When these tables were populated via conversion, they should have been populated with 6 numbers. Unfortunately, some of the IDs had dropped leading zeros or the ID was appended with trailing spaces.
I should mention that all of the tables in question start with z%.
How can I find the TABLES that identify the Employee Ids with a length greater than or less than 6?

This is what my mind is thinking, but it’s obviously not right.

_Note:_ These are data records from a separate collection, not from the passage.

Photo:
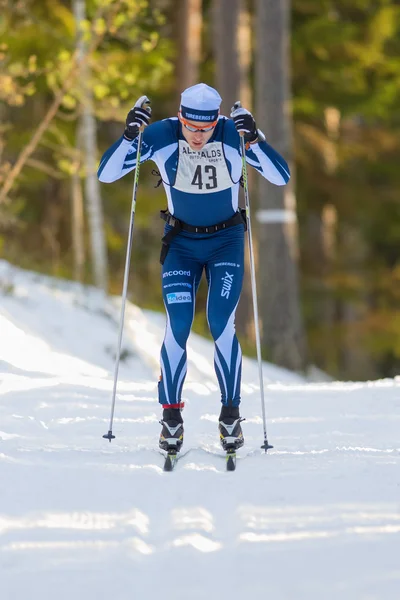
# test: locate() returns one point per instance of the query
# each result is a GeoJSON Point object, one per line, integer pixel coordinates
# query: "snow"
{"type": "Point", "coordinates": [318, 517]}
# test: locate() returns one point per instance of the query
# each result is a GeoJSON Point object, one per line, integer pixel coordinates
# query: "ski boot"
{"type": "Point", "coordinates": [171, 436]}
{"type": "Point", "coordinates": [230, 430]}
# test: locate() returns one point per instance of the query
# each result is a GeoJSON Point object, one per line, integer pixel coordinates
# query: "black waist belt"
{"type": "Point", "coordinates": [178, 226]}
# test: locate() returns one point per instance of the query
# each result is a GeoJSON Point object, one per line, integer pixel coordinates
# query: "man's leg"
{"type": "Point", "coordinates": [225, 279]}
{"type": "Point", "coordinates": [180, 279]}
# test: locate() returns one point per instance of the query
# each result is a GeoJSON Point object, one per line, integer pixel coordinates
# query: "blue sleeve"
{"type": "Point", "coordinates": [261, 156]}
{"type": "Point", "coordinates": [121, 157]}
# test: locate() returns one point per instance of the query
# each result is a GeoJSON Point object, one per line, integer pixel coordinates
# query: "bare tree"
{"type": "Point", "coordinates": [89, 144]}
{"type": "Point", "coordinates": [189, 23]}
{"type": "Point", "coordinates": [283, 334]}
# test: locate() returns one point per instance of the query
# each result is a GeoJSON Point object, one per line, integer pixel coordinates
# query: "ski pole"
{"type": "Point", "coordinates": [109, 436]}
{"type": "Point", "coordinates": [265, 445]}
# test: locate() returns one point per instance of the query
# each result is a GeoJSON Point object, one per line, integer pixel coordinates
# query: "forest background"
{"type": "Point", "coordinates": [323, 80]}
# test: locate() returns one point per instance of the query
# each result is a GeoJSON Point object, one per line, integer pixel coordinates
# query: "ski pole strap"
{"type": "Point", "coordinates": [177, 226]}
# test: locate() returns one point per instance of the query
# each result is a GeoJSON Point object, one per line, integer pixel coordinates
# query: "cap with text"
{"type": "Point", "coordinates": [200, 103]}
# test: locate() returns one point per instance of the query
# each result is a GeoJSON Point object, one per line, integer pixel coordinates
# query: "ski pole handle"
{"type": "Point", "coordinates": [237, 105]}
{"type": "Point", "coordinates": [146, 105]}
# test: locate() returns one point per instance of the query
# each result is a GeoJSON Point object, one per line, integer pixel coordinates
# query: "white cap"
{"type": "Point", "coordinates": [200, 103]}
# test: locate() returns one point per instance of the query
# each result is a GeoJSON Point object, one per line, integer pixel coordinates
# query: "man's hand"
{"type": "Point", "coordinates": [138, 117]}
{"type": "Point", "coordinates": [244, 122]}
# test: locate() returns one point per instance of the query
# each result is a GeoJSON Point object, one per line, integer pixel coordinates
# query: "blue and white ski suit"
{"type": "Point", "coordinates": [202, 189]}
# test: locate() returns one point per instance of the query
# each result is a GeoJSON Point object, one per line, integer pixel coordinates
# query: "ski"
{"type": "Point", "coordinates": [170, 460]}
{"type": "Point", "coordinates": [231, 459]}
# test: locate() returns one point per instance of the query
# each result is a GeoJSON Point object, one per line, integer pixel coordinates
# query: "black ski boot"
{"type": "Point", "coordinates": [230, 430]}
{"type": "Point", "coordinates": [171, 436]}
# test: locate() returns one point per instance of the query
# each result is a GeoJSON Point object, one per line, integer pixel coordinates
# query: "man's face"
{"type": "Point", "coordinates": [196, 139]}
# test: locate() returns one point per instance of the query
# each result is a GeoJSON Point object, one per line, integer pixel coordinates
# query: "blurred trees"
{"type": "Point", "coordinates": [283, 333]}
{"type": "Point", "coordinates": [345, 79]}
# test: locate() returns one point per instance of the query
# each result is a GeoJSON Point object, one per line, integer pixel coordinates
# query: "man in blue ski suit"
{"type": "Point", "coordinates": [199, 158]}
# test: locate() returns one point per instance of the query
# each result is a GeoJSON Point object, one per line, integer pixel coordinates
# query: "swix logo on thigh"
{"type": "Point", "coordinates": [179, 298]}
{"type": "Point", "coordinates": [226, 285]}
{"type": "Point", "coordinates": [171, 273]}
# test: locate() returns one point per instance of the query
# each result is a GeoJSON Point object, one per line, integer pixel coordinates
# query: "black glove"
{"type": "Point", "coordinates": [139, 116]}
{"type": "Point", "coordinates": [244, 121]}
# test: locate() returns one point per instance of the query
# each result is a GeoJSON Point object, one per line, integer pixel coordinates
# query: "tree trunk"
{"type": "Point", "coordinates": [89, 142]}
{"type": "Point", "coordinates": [189, 23]}
{"type": "Point", "coordinates": [283, 335]}
{"type": "Point", "coordinates": [77, 229]}
{"type": "Point", "coordinates": [232, 51]}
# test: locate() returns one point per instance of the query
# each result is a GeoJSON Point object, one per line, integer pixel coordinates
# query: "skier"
{"type": "Point", "coordinates": [199, 159]}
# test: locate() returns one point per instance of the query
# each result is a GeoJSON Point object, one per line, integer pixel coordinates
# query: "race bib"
{"type": "Point", "coordinates": [202, 171]}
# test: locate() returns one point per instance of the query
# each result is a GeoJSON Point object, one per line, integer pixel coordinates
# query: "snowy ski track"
{"type": "Point", "coordinates": [317, 518]}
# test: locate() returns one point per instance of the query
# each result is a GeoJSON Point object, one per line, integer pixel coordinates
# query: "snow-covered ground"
{"type": "Point", "coordinates": [317, 518]}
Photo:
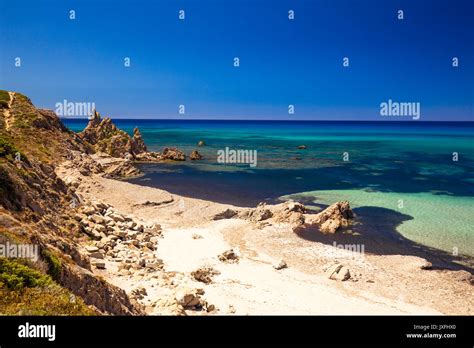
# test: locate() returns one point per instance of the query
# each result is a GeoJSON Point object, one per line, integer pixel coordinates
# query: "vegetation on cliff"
{"type": "Point", "coordinates": [37, 208]}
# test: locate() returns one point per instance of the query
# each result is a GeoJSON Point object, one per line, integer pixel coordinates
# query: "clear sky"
{"type": "Point", "coordinates": [282, 61]}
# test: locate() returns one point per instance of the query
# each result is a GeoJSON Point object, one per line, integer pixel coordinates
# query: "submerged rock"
{"type": "Point", "coordinates": [195, 156]}
{"type": "Point", "coordinates": [174, 154]}
{"type": "Point", "coordinates": [331, 219]}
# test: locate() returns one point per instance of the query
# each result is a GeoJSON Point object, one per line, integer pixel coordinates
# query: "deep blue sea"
{"type": "Point", "coordinates": [403, 172]}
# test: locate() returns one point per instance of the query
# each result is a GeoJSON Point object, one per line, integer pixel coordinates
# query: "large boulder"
{"type": "Point", "coordinates": [174, 154]}
{"type": "Point", "coordinates": [195, 156]}
{"type": "Point", "coordinates": [331, 219]}
{"type": "Point", "coordinates": [138, 145]}
{"type": "Point", "coordinates": [104, 135]}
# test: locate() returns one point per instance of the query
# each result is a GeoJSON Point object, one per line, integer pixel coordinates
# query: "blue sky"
{"type": "Point", "coordinates": [282, 62]}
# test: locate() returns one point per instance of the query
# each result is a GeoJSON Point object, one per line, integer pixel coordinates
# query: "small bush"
{"type": "Point", "coordinates": [54, 264]}
{"type": "Point", "coordinates": [15, 275]}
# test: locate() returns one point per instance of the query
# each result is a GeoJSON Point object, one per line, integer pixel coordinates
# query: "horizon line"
{"type": "Point", "coordinates": [265, 120]}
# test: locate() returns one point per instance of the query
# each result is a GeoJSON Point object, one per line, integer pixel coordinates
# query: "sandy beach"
{"type": "Point", "coordinates": [190, 239]}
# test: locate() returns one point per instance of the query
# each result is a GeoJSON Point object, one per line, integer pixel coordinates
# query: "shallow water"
{"type": "Point", "coordinates": [388, 163]}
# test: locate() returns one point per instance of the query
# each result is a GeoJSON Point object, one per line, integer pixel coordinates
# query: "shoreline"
{"type": "Point", "coordinates": [381, 284]}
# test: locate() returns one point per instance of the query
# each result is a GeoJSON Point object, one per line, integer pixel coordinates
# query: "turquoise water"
{"type": "Point", "coordinates": [389, 164]}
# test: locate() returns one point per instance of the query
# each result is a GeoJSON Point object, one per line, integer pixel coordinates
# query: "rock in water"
{"type": "Point", "coordinates": [338, 272]}
{"type": "Point", "coordinates": [138, 145]}
{"type": "Point", "coordinates": [172, 153]}
{"type": "Point", "coordinates": [226, 214]}
{"type": "Point", "coordinates": [332, 218]}
{"type": "Point", "coordinates": [195, 156]}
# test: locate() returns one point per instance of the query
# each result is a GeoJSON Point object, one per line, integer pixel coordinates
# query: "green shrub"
{"type": "Point", "coordinates": [54, 264]}
{"type": "Point", "coordinates": [15, 275]}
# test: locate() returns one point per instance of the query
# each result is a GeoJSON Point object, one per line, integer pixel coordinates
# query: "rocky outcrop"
{"type": "Point", "coordinates": [229, 256]}
{"type": "Point", "coordinates": [331, 219]}
{"type": "Point", "coordinates": [104, 135]}
{"type": "Point", "coordinates": [38, 205]}
{"type": "Point", "coordinates": [338, 272]}
{"type": "Point", "coordinates": [174, 154]}
{"type": "Point", "coordinates": [195, 155]}
{"type": "Point", "coordinates": [204, 274]}
{"type": "Point", "coordinates": [138, 145]}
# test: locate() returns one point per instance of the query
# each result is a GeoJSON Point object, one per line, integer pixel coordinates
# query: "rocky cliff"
{"type": "Point", "coordinates": [104, 136]}
{"type": "Point", "coordinates": [37, 208]}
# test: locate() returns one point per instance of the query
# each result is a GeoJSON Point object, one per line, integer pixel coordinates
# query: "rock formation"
{"type": "Point", "coordinates": [331, 219]}
{"type": "Point", "coordinates": [36, 206]}
{"type": "Point", "coordinates": [104, 135]}
{"type": "Point", "coordinates": [174, 154]}
{"type": "Point", "coordinates": [195, 156]}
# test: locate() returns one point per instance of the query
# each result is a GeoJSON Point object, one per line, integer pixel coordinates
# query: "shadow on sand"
{"type": "Point", "coordinates": [375, 228]}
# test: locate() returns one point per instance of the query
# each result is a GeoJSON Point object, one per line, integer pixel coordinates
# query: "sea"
{"type": "Point", "coordinates": [415, 178]}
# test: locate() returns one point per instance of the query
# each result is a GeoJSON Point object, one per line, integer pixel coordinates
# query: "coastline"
{"type": "Point", "coordinates": [381, 284]}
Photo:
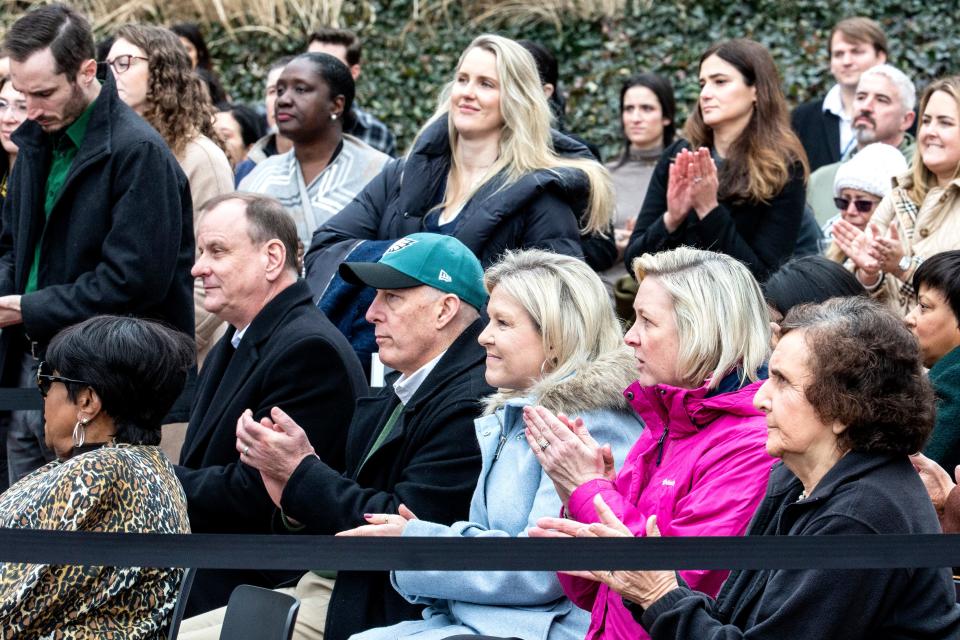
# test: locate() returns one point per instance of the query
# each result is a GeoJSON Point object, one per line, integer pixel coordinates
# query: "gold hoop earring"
{"type": "Point", "coordinates": [80, 431]}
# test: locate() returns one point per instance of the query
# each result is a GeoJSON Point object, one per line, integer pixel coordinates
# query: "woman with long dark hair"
{"type": "Point", "coordinates": [192, 39]}
{"type": "Point", "coordinates": [736, 185]}
{"type": "Point", "coordinates": [152, 73]}
{"type": "Point", "coordinates": [648, 113]}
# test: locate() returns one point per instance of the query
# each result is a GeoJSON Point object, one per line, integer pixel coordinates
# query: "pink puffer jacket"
{"type": "Point", "coordinates": [700, 466]}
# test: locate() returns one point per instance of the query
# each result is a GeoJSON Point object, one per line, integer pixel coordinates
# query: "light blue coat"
{"type": "Point", "coordinates": [512, 492]}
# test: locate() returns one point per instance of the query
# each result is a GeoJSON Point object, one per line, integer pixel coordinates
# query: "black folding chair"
{"type": "Point", "coordinates": [181, 605]}
{"type": "Point", "coordinates": [259, 614]}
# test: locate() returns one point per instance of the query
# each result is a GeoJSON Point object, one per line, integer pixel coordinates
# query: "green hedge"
{"type": "Point", "coordinates": [405, 64]}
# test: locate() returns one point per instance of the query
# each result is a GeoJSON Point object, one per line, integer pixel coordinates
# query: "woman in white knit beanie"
{"type": "Point", "coordinates": [860, 185]}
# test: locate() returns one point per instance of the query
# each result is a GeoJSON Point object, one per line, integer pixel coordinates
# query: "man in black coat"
{"type": "Point", "coordinates": [413, 443]}
{"type": "Point", "coordinates": [825, 125]}
{"type": "Point", "coordinates": [280, 350]}
{"type": "Point", "coordinates": [98, 217]}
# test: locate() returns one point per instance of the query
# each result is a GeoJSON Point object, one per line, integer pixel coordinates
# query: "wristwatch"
{"type": "Point", "coordinates": [904, 264]}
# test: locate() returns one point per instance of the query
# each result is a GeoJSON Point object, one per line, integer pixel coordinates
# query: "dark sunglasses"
{"type": "Point", "coordinates": [44, 380]}
{"type": "Point", "coordinates": [863, 206]}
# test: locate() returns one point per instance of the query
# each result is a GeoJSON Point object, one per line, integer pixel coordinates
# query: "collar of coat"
{"type": "Point", "coordinates": [465, 353]}
{"type": "Point", "coordinates": [429, 162]}
{"type": "Point", "coordinates": [263, 325]}
{"type": "Point", "coordinates": [594, 386]}
{"type": "Point", "coordinates": [687, 411]}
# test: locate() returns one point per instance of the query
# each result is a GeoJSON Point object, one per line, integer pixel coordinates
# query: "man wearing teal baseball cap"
{"type": "Point", "coordinates": [430, 259]}
{"type": "Point", "coordinates": [412, 444]}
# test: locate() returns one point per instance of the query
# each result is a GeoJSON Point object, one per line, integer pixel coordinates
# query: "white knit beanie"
{"type": "Point", "coordinates": [871, 170]}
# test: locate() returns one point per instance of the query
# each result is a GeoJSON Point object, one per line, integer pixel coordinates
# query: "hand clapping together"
{"type": "Point", "coordinates": [872, 252]}
{"type": "Point", "coordinates": [693, 184]}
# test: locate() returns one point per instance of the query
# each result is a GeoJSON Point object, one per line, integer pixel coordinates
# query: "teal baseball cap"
{"type": "Point", "coordinates": [431, 259]}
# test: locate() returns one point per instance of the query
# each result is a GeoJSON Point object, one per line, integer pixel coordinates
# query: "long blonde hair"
{"type": "Point", "coordinates": [721, 314]}
{"type": "Point", "coordinates": [922, 178]}
{"type": "Point", "coordinates": [568, 304]}
{"type": "Point", "coordinates": [760, 161]}
{"type": "Point", "coordinates": [525, 140]}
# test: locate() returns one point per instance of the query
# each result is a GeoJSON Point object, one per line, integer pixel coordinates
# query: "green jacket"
{"type": "Point", "coordinates": [944, 444]}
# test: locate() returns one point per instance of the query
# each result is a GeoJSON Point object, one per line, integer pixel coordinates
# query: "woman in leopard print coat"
{"type": "Point", "coordinates": [107, 383]}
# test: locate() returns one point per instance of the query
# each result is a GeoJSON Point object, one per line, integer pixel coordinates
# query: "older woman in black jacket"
{"type": "Point", "coordinates": [844, 441]}
{"type": "Point", "coordinates": [485, 169]}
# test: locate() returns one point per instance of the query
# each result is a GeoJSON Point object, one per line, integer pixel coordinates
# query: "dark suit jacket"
{"type": "Point", "coordinates": [119, 238]}
{"type": "Point", "coordinates": [429, 462]}
{"type": "Point", "coordinates": [290, 357]}
{"type": "Point", "coordinates": [819, 132]}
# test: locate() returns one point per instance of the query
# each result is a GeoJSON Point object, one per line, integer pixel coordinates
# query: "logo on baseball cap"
{"type": "Point", "coordinates": [431, 259]}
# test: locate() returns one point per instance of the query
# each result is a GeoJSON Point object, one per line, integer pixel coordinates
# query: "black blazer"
{"type": "Point", "coordinates": [429, 462]}
{"type": "Point", "coordinates": [819, 133]}
{"type": "Point", "coordinates": [292, 357]}
{"type": "Point", "coordinates": [120, 236]}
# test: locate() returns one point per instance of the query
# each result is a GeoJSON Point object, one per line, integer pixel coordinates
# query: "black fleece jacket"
{"type": "Point", "coordinates": [863, 493]}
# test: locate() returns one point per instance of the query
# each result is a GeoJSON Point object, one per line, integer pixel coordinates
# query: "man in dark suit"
{"type": "Point", "coordinates": [279, 350]}
{"type": "Point", "coordinates": [825, 125]}
{"type": "Point", "coordinates": [98, 217]}
{"type": "Point", "coordinates": [413, 443]}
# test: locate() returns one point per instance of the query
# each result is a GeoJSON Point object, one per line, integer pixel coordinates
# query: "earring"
{"type": "Point", "coordinates": [80, 431]}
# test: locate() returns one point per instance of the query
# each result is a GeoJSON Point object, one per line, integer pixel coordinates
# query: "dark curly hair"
{"type": "Point", "coordinates": [137, 367]}
{"type": "Point", "coordinates": [179, 106]}
{"type": "Point", "coordinates": [867, 374]}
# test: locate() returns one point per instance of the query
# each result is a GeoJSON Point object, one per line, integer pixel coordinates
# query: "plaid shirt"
{"type": "Point", "coordinates": [373, 132]}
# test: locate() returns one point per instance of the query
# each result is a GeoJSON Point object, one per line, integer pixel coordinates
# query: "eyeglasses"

Select LENGTH(EMPLOYEE_ID), TABLE_NAME from (Select TABLE_NAME FROM INFORMATION_SCHEMA.TABLES
WHERE TABLE_SCHEMA = 'mySchema' and TABLE_NAME like 'z%') a
where LENGTH(EMPLOYEE_ID) <> 6
GROUP BY  TABLE_NAME, LENGTH(EMPLOYEE_ID)

What I don’t want to do is list out every table like:

Select LENGTH(EMPLOYEE_ID), TABLE_NAME from TABLE1
where LENGTH(EMPLOYEE_ID) <> 6
UNION
Select LENGTH(EMPLOYEE_ID), TABLE_NAME from TABLE2
where LENGTH(EMPLOYEE_ID) <> 6
UNION
Select LENGTH(EMPLOYEE_ID), TABLE_NAME from TABLE3
where LENGTH(EMPLOYEE_ID) <> 6

2

Answers


  1. This might be tricky to do using purely SQL. I would advise using a scripting language like Python and taking advantage of pandas. You can do something like below:

    import pymysql
    import pandas as pd
    
    conn = pymysql.connect(host='host', user='user', password='pass', db='mySchema')
    
    # Fetch the list of tables
    query = "SELECT TABLE_NAME FROM INFORMATION_SCHEMA.TABLES WHERE TABLE_SCHEMA = 'mySchema' AND TABLE_NAME LIKE 'z%'"
    tables = pd.read_sql(query, conn)
    
    results = []
    
    for table in tables['TABLE_NAME']:
        try:
            query = f"SELECT '{table}' AS TABLE_NAME, COUNT(*) AS COUNT FROM {table} WHERE LENGTH(TRIM(EMPLOYEE_ID)) <> 6"
            result = pd.read_sql(query, conn)
            if result['COUNT'].iloc[0] > 0:
                results.append(result)
        except Exception as e:
            print(f"Error while processing table {table}: {e}")
    
    # Combine the results
    all_results = pd.concat(results, ignore_index=True)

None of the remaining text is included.